Desde 2005, nas Assembleias Mundiais de Saúde, o tema vem ganhando importância com as resoluções WHA 58.28 (2005) sobre telessaúde e WHA 66.24 (2013) sobre e-Saúde, padronização e interoperabilidade. Ou seja, foi reconhecido o potencial das tecnologias digitais para apoiar os sistemas de saúde em todos os países desde à promoção da saúde e prevenção, à melhoria da acessibilidade, qualidade e disponibilidade dos serviços.
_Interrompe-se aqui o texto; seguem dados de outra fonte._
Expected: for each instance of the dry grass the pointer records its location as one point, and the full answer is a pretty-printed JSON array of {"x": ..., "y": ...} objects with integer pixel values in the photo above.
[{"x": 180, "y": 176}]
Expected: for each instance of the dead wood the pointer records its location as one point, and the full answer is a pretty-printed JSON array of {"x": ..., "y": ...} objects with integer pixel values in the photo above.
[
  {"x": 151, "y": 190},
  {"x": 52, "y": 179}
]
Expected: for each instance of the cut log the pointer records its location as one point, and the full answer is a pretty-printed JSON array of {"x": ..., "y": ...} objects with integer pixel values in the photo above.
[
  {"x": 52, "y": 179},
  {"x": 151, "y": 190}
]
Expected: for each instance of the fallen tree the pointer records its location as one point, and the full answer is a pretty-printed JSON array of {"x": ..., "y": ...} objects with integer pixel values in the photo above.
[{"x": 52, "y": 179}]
No contexto recente de transformação econômica acelerada pelo intenso uso de TIC, a cadeia produtiva da saúde não fica de fora da percepção e crença de que as TICs podem ser transformadoras, inclusive elemento-chave para alcançar os Objetivos de Desenvolvimento Sustentável (ODS) na Saúde e Bem-estar, o que inclui a transformação dos sistemas de saúde em universais, gerando a tão desejada Cobertura Universal da Saúde, (UHC – Universal Health Coverage), proposta pela Organização Mundial da Saúde (OMS).

A prática digital da saúde é formada pelo conjunto de técnicas, práticas, atitudes modos de pensar e novos valores que se desenvolvem como consequência do crescimento do espaço digital [adaptado de Prof. Dr. Daniel Sigulem, MD (Unifesp)]. Portanto, embora a tecnologia e as inovações possam melhorar as capacidades dos serviços de saúde, a interação humana segue sendo primordial para o bem-estar dos pacientes.
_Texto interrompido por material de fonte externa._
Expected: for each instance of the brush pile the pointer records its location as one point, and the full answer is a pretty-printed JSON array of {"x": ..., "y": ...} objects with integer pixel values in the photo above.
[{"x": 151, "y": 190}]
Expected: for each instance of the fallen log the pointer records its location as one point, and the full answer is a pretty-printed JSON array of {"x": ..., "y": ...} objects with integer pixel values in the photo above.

Não é, tampouco, uma substituição da saúde tradicional. As soluções digitais complementam e aprimoram os modelos de prestação de serviços integrados e centrados nas pessoas e na melhoria contínua da saúde da população, garantindo equidade, incluindo a igualdade de gênero.

Esta Prática Digital da Saúde, generalizando para Saúde Digital, está relacionada ao uso intensivo de TIC na área da saúde, como por exemplo: Registro Eletrônico de Saúde (RES), sistemas de apoio à decisão, sistemas de protocolos clínicos eletrônicos, estações de trabalho portáteis, ferramentas de comunicação, utilização intensa da educação a distância, acesso à informação técnica digital, e convergência com outras tecnologias (biotecnologia, nanotecnologia, neurociências, robótica), além da própria telemedicina, telessaúde e e-Saúde (esta última entendida no escopo do consumo eletrônico em saúde e bem-estar). Mais recentemente, também, técnicas de aprendizado de máquina (machine learning) para análise, predição e mecanismos para Sistemas de Inteligência Artificial (IA) na saúde.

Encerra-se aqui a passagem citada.